Wszyscy oskarżeni w „aferze bakszyszowej” uznani winnymi – tak zadecydował Wojskowy Sąd Okręgowy w Warszawie. Chodzi o oficerów służących w Iraku i pracujących tam cywilów, podejrzanych o przyjmowanie łapówek od lokalnych przedsiębiorców. W zamian za pieniądze mieli ustawiać przetargi na odbudowę kraju.

Najdłużej do więzienia – na 4 lata - trafi płk Mariusz S., który dowodził w polskim kontyngencie grupą CIMIC (Centralna Grupa Wsparcia i Współpracy Cywilno-Wojskowej), zajmującą się organizacją przetargów w Iraku. Sąd wydalił go także ze służby wojskowej.

Jestem w tej sprawie całkowicie niewinny.
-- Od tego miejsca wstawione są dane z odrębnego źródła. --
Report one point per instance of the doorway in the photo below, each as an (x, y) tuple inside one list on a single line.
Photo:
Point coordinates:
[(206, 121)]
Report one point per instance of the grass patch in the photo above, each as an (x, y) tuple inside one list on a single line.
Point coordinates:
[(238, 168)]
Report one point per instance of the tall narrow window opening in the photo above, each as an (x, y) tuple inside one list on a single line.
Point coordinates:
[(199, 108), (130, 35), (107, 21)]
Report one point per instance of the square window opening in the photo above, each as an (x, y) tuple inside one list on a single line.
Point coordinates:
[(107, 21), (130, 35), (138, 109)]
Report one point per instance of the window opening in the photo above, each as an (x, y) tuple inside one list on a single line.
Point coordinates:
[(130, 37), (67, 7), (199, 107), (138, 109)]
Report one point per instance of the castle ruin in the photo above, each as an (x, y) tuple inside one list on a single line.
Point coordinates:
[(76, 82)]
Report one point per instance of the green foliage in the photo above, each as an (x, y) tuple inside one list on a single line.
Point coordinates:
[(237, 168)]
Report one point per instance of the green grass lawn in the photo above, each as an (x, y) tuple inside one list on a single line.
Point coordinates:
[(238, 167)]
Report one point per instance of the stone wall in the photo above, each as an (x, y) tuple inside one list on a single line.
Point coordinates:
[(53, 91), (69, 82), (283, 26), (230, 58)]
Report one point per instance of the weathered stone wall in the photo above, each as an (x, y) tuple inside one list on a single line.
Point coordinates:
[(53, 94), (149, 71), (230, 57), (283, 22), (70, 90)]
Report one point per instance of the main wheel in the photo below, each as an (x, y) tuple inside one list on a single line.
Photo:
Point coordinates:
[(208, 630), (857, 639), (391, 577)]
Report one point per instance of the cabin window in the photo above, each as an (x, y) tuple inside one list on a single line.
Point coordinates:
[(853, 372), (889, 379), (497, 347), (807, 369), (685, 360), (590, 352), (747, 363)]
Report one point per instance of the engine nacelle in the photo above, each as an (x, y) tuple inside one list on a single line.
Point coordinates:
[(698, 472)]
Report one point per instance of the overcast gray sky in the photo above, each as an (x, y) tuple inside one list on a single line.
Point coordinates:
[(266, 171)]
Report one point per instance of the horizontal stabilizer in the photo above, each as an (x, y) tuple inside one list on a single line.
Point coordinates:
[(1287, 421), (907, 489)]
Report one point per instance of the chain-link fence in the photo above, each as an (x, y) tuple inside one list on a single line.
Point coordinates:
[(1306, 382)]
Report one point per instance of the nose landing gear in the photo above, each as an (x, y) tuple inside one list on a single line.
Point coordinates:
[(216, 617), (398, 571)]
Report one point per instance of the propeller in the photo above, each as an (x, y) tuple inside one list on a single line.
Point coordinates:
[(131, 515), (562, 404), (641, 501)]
Moi podwładni obciążyli mnie i swoich podwładnych – to jest dla mnie zachowanie niegodne żołnierza - powiedział po ogłoszeniu wyroku Mariusz S.

W czasie procesu pułkownik odpierał zarzuty, jakoby stał na czele przestępczej spółdzielni. - Pieniądze w Iraku to nie jest rzecz, którą można zrobić w sposób li i wyłącznie nieuczciwy - tłumaczył. Tu jednak chodzi o bardzo duże pieniądze – prokuratura ustaliła, że oskarżeni zagarnęli w sumie co najmniej 780 tysięcy dolarów.

Na 2 lata więzienia skazany został tłumacz języka arabskiego Saida al-K., oraz na 3 lata więzienia Wojciecha S, cywila pracującego podczas III zmiany polskiego kontyngentu wojskowego w Iraku.